La mise en place du «mégafichier» n’attend pas

publié le 21 février 2017 à 20h36

Rien n'y aura fait. Le «mégafichier» de données des Français sera déployé dans toute la France d'ici à la fin mars, comme l'atteste un arrêté paru vendredi au Journal officiel et repéré par NextInpact.

Le système TES (titres électroniques sécurisés), qui concerne 15 millions de titulaires d’un passeport, a été étendu par décret, le 28 octobre, aux cartes d’identité. Il doit regrouper à terme les données de 60 millions de Français : état civil, noms et prénoms des parents, adresse, couleur des yeux, taille - mais aussi des données biométriques, photo du visage et empreintes digitales. Il doit être déployé cette semaine à Paris, dans le Val-d’Oise et dans les Hauts-de-Seine. Puis être étendu, d’ici au 28 mars, à toute la France métropolitaine.

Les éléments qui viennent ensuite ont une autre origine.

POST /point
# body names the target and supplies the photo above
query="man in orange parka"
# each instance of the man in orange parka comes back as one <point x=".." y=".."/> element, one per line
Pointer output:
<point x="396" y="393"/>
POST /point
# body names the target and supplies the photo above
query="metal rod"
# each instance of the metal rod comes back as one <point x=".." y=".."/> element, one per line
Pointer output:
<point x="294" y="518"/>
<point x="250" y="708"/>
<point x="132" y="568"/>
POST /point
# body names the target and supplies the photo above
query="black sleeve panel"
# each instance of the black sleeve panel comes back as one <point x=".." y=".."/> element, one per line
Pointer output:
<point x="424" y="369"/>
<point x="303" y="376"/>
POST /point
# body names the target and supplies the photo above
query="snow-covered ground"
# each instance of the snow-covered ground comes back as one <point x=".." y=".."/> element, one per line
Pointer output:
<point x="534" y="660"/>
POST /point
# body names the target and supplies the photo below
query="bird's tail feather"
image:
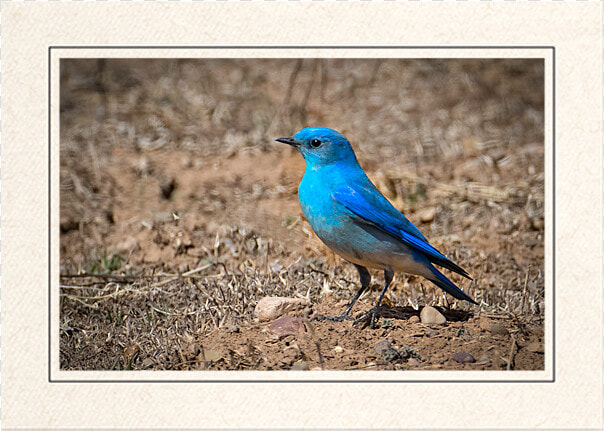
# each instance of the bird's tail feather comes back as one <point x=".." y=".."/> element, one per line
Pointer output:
<point x="448" y="286"/>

Le fichier TES vise, insistent ses promoteurs, à simplifier la délivrance des titres d’identité, et à lutter contre la fraude. Mais nombre de voix se sont élevées pour dénoncer un double risque : la sécurité des données face aux tentatives de piratage, et les potentialités d’utilisation abusive d’une base centralisée de données biométriques.

Auditionné le 15 février au Sénat, le ministre de l'Intérieur, Bruno Le Roux, s'est voulu rassurant sur le niveau de sécurité du «mégafichier» : «94 % des mesures du plan d'action sont achevées». Les 6 % restants concernent le chiffrement des données biométriques, qui devrait commencer le 28 février, indique le ministère à Libération. Le TES fera l'objet, a précisé Le Roux aux sénateurs, d'un «réexamen annuel».

En novembre, face à la contestation, Bernard Cazeneuve avait annoncé que le transfert des empreintes digitales dans la base centralisée deviendrait optionnel, soumis au «consentement exprès et éclairé» du demandeur de carte d'identité. Pour l'heure, la mesure n'est pas en vigueur. Un projet de modification du décret a été transmis à la Cnil, qui devrait rendre prochainement son avis. Il devra ensuite passer par le Conseil d'Etat.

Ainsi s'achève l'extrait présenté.